In recent years, low-power wearable and implantable wireless sensors have become a promising choice for advanced healthcare monitoring. The advancement of sensing technology facilitates continuous health monitoring of patients that can prevent the death risks associated with various diseases. Diabetes is one of the leading causes of death worldwide and the real-time monitoring of glucose can certainly prevent these deaths. Implantable glucose sensor helps to achieve better diabetes management by continuously monitoring the blood glucose (BG) level. The first half of the seminar is particularly focused on the design and development of such a miniaturized implantable glucose monitoring sensor. The second half would focus on a wearable respiration monitoring sensor for sleep Apnea detection. Apnea is a chronic disease characterized by the partial or complete cessation of breathing. It is a very critical health condition for premature neonatal infants. Currently, the diagnosis of apnea requires the patients to go through overnight sleep studies named polysomnography or pneumogram for over 12- or 24 hour period, which is very expensive.

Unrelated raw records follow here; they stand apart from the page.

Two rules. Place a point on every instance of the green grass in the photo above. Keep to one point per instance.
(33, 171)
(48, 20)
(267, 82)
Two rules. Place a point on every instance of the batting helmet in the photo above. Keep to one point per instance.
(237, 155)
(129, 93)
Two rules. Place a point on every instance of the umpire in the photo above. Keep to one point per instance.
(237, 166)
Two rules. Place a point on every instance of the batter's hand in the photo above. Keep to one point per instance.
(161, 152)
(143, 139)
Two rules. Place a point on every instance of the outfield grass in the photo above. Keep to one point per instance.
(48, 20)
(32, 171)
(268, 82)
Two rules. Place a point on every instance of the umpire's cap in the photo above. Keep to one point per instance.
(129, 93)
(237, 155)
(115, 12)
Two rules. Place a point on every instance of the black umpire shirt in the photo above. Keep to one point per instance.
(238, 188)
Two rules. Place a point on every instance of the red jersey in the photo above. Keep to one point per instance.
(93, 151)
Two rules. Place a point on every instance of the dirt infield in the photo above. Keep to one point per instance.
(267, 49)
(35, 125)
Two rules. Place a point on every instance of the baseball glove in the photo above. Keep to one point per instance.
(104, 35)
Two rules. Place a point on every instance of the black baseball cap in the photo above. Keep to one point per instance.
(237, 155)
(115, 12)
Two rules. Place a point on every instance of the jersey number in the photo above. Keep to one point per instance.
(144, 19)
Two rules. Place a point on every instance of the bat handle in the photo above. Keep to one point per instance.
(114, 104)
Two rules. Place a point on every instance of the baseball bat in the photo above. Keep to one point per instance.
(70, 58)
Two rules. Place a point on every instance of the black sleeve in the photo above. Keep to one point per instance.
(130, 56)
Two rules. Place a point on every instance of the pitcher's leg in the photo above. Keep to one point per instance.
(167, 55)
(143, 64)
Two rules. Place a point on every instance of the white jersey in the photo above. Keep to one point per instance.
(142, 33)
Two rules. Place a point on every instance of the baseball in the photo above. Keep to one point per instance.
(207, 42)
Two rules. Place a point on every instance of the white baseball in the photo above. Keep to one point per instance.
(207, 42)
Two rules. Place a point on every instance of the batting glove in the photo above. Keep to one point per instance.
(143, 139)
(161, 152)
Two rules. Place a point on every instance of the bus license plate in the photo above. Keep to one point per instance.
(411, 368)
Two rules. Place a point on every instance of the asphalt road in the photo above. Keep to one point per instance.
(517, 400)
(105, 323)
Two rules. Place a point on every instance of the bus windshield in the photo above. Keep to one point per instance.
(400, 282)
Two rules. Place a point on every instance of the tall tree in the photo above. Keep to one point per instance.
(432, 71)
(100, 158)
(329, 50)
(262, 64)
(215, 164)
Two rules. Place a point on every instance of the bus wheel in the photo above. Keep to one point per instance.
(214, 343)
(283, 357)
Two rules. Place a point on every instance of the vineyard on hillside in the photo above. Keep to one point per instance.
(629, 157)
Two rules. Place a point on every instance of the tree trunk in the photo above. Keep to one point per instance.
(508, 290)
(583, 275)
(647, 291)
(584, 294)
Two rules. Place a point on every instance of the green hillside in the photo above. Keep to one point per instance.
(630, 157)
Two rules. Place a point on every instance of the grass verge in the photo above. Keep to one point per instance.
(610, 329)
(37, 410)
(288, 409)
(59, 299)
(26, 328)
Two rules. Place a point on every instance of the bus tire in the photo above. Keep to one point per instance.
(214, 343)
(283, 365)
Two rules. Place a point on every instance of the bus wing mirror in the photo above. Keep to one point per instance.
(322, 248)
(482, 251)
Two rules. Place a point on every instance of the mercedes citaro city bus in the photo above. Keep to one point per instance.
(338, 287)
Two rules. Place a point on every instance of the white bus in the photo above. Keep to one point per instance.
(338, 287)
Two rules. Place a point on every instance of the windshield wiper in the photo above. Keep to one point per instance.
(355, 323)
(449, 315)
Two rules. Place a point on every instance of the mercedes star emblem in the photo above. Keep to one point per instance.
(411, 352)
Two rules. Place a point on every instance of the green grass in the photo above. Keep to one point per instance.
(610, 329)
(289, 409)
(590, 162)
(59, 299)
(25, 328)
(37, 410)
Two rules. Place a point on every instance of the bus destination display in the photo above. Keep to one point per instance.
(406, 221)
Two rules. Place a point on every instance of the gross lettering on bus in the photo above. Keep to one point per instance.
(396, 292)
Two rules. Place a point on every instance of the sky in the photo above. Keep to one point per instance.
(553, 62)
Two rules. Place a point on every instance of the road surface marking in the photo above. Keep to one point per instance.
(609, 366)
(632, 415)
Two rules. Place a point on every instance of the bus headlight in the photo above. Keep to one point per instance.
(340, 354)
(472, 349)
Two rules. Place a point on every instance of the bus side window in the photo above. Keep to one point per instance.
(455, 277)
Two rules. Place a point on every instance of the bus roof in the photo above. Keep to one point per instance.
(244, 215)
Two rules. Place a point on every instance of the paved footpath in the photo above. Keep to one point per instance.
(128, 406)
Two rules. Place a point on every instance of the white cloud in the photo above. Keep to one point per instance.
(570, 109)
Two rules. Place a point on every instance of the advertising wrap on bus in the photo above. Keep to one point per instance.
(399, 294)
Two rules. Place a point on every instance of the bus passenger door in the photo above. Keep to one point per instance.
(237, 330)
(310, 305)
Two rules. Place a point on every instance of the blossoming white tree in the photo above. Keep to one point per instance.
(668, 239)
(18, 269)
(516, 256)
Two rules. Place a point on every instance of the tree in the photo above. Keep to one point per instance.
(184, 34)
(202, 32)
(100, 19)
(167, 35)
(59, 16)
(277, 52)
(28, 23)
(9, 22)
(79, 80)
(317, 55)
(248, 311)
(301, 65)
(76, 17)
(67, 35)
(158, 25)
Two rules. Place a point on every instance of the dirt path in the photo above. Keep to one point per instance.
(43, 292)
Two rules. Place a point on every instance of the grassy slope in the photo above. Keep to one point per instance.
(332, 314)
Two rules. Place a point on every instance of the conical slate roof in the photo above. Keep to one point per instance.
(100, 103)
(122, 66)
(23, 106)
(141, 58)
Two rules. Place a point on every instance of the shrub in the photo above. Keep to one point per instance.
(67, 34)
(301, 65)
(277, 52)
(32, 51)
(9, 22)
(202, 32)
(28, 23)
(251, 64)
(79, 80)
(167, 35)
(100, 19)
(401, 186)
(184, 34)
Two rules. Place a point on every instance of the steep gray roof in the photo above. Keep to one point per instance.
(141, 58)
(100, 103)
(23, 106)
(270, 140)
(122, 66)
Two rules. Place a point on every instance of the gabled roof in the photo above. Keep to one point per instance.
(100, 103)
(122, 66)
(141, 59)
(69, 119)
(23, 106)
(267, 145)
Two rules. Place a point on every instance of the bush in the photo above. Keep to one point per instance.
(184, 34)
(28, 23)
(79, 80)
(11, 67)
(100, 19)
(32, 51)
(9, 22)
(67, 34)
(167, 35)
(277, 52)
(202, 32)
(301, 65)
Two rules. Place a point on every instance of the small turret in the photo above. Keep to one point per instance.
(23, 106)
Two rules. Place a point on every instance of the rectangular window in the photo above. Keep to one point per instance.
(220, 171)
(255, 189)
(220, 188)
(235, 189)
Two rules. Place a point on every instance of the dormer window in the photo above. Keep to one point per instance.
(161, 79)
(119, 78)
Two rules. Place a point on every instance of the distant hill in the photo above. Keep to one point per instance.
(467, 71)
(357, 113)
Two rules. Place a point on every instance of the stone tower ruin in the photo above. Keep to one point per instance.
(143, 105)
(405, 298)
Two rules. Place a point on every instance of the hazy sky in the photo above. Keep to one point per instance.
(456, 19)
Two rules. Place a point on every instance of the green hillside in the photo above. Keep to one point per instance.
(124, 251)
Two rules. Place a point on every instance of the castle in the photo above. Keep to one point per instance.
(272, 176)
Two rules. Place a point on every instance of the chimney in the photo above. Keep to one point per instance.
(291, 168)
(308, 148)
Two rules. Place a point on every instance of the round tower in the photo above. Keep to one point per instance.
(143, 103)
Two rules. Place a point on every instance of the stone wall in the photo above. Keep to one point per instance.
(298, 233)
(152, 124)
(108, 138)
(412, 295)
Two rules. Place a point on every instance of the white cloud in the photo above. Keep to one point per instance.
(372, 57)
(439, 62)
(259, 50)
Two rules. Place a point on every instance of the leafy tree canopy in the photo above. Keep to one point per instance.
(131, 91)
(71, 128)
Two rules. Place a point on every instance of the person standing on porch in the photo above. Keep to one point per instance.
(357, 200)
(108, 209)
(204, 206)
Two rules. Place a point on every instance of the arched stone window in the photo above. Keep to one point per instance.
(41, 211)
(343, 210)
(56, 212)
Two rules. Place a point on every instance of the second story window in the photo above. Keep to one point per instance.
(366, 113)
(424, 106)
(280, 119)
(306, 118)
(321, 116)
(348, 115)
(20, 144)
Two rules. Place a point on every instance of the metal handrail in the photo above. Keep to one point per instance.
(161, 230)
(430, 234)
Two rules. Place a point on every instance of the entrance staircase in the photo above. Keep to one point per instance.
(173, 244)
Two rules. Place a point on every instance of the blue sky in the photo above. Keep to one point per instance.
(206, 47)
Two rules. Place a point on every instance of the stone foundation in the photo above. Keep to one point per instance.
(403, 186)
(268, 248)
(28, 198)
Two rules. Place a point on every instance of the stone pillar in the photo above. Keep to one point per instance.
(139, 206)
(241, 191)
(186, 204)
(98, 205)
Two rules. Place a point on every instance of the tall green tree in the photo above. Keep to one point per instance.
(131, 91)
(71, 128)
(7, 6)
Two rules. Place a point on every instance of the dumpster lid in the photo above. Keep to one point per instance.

The design of a prototype device with the pyroelectric sensor and a wireless telemetry would be presented in the talk that overcomes the complexity of the point of care diagnosis of sleeping disorders.

Biography: 

Ifana Mahbub received her B.Sc. degree in Electrical and Electronic Engineering from Bangladesh University of Engineering and Technology (BUET) in 2012 and her Ph.D. degree in Electrical Engineering from the University of Tennessee, Knoxville in 2017. She is currently an Assistant Professor in the Department of Electrical Engineering at the University of North Texas. Her research interests include low power CMOS analog and RF integrated circuit design for implantable and wearable biomedical sensor applications.